Templates Structure

Repository

The templates repository is a directory stored in:

  • Local filesystem.
  • Git repository.
    • It must be a root directory, not a subdirectory.
    • One git repository is one template repository.

The repository contains a manifest and directories with templates.

πŸ“‚ .keboola             - metadata directory
β”— 🟦 repository.json    - manifest, paths and versions
πŸ“‚ [template]           - template directory, see below
β”— πŸ“‚ [template version]
  β”— ...
...

Repository Manifest

All templates are listed in the repository manifest file .keboola/repository.json.

Repository manifest structure:

  • version - current major version, now 2
  • author - repository author
    • name - author name
    • url - URL to the author’s website
  • templates (array) - information about the project
    • id - template ID
    • name - a human-readable name
    • description - short description of the template
    • requirements - requirements of the project
      • backends - string[] - list of project backends, e.g., ["snowflake","bigquery"]
        • At least one must match the project backends.
      • components - string[] - list of project components, e.g., ["keboola.wr-db-snowflake"]
        • All must match the project components.
      • features - string[] - list of project features, e.g., ["foo","bar"]
        • All must match the project features.
    • categories - string[] - list of template categories, e.g., ["Data Extraction", "E-Commerce"]
      • Optional: If it is not set, the template is in the Other category.
    • deprecated - bool - default false
      • A deprecated template is excluded from the list.
      • Metadata of the deprecated template can be obtained for existing instances.
    • path - path to the template directory
      • Required if deprecated=false.
      • It must not be set for deprecated templates if deprecated=true.
    • versions (array)
      • version - semantic version
      • description - short description of the version
      • stable - is the template ready for production use?
      • path - path to the template version directory
        • Required if deprecated=false.
        • It must not be set for deprecated templates if deprecated=true.
      • components (array) - list of components used by the template

Snowflake writer

Snowflake writer (data destination) component ID differs on AWS and Azure stacks because staging storage differs.

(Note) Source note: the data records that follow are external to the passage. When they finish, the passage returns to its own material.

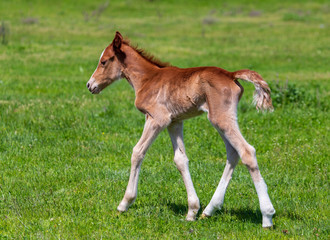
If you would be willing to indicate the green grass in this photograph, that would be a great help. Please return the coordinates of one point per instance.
(65, 154)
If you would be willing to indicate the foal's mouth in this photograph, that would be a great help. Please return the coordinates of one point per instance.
(93, 89)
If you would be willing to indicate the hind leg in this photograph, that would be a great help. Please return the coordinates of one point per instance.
(181, 161)
(227, 124)
(219, 194)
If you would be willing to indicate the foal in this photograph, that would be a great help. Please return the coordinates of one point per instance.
(167, 95)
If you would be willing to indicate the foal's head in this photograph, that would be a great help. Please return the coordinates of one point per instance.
(109, 68)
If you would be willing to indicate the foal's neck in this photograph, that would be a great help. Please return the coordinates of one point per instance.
(137, 70)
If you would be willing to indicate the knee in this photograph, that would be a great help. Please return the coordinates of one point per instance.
(137, 154)
(248, 156)
(181, 161)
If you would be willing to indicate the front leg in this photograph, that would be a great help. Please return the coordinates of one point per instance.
(151, 130)
(181, 160)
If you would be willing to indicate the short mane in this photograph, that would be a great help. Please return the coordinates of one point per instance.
(147, 56)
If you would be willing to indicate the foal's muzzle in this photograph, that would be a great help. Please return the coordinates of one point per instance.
(93, 86)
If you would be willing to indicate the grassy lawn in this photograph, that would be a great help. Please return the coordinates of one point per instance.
(65, 153)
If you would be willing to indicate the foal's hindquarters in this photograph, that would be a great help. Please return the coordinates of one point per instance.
(224, 118)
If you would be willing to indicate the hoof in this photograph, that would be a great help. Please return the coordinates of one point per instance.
(190, 219)
(203, 216)
(121, 209)
(267, 221)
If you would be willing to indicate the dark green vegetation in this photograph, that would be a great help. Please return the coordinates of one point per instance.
(65, 154)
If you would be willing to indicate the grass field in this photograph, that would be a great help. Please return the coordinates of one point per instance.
(65, 153)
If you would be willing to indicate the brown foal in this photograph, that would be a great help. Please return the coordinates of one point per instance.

  • Component ID keboola.wr-db-snowflake is used for AWS stacks.
  • Component ID keboola.wr-snowflake-blob-storage is used for Azure stacks.
  • Please use:
    • Placeholder "<keboola.wr-snowflake>" in the repository.json in the components list.
    • Jsonnet function SnowflakeWriterComponentId() in Jsonnet Files.

Example

{
  "version": 2,
  "author": {
    "name": "Keboola",
    "url": "https://keboola.com"
  },
  "templates": [
    {
      "id": "my-template",
      "name": "My Template",
      "description": "Full workflow to ...",
      "path": "my-template",
      "versions": [
        {
          "version": "0.0.1",
          "description": "",
          "stable": false,
          "path": "v0"
        },
        {
          "version": "1.2.3",
          "description": "Version notes.",
          "stable": true,
          "path": "v1"
        }
      ]
    }
  ]
}

Git Integration

Creating template

  • A command to manage a repository works with local directories.
  • You can push changes into a git repository in the standard way using the git command.

Using template

  • A template can be used in a project directly from a git repository.
  • The repository must be defined in the project manifest in templates.repositories key.

Template

A template directory is stored in the repository and contains directories with template versions.

πŸ“‚ [template]
β”— πŸ“‚ [template version]
  ┣ πŸ“‚ src
  ┃ β”— πŸŸͺ inputs.jsonnet          - definition of user inputs
  ┃ ┣ πŸŸͺ manifest.jsonnet        - template manifest, object IDs and paths
  ┃ ┣ 🟩 description.md          - description which is displayed on the template detail page
  ┃ ┣ 🟩 README.md               - detailed information, changelog, ...
  ┃ β”— πŸ“‚ [component-type]        
  ┃   β”— πŸ“‚ [component-id]
  ┃     β”— πŸ“‚ [config-name]       - structure is similar to the project structure,
  ┃       ┣ πŸŸͺ config.jsonnet      but instead of JSON files, there are JSONNET templates
  ┃       ┣ πŸŸͺ meta.jsonet    
  ┃       ┣ 🟩 description.md
  ┃       ... 
  β”— πŸ“‚ tests                     -  tests directory
    ┣ πŸ“‚ [test name]
    ┃ ┣ πŸ“‚ expected-out          - expected structure of the project directory 
    ┃ ┃                            after applying the template in the test 
    ┃ β”— πŸŸͺ inputs.json           - sample inputs used to apply the template in the test
    β”— ...
...

Description

There are three types of template descriptions:

  • description field in the repository.json:
    • Short description.
    • It is displayed on the overview of all templates.
  • description.md file in the template src directory:
    • Longer description with MarkDown formatting support.
    • It is displayed on the template detail page.
  • README.md file in the template src directory:
    • Detailed information, changelog, data model …
    • It is, by default, collapsed on the template detail page in the More Details section.

Versioning

A template is identified by <repository>/<template-id>/<version>, e.g., keboola/my-template/1.2.3. Each template version is stored in a separate directory; see the directory structure.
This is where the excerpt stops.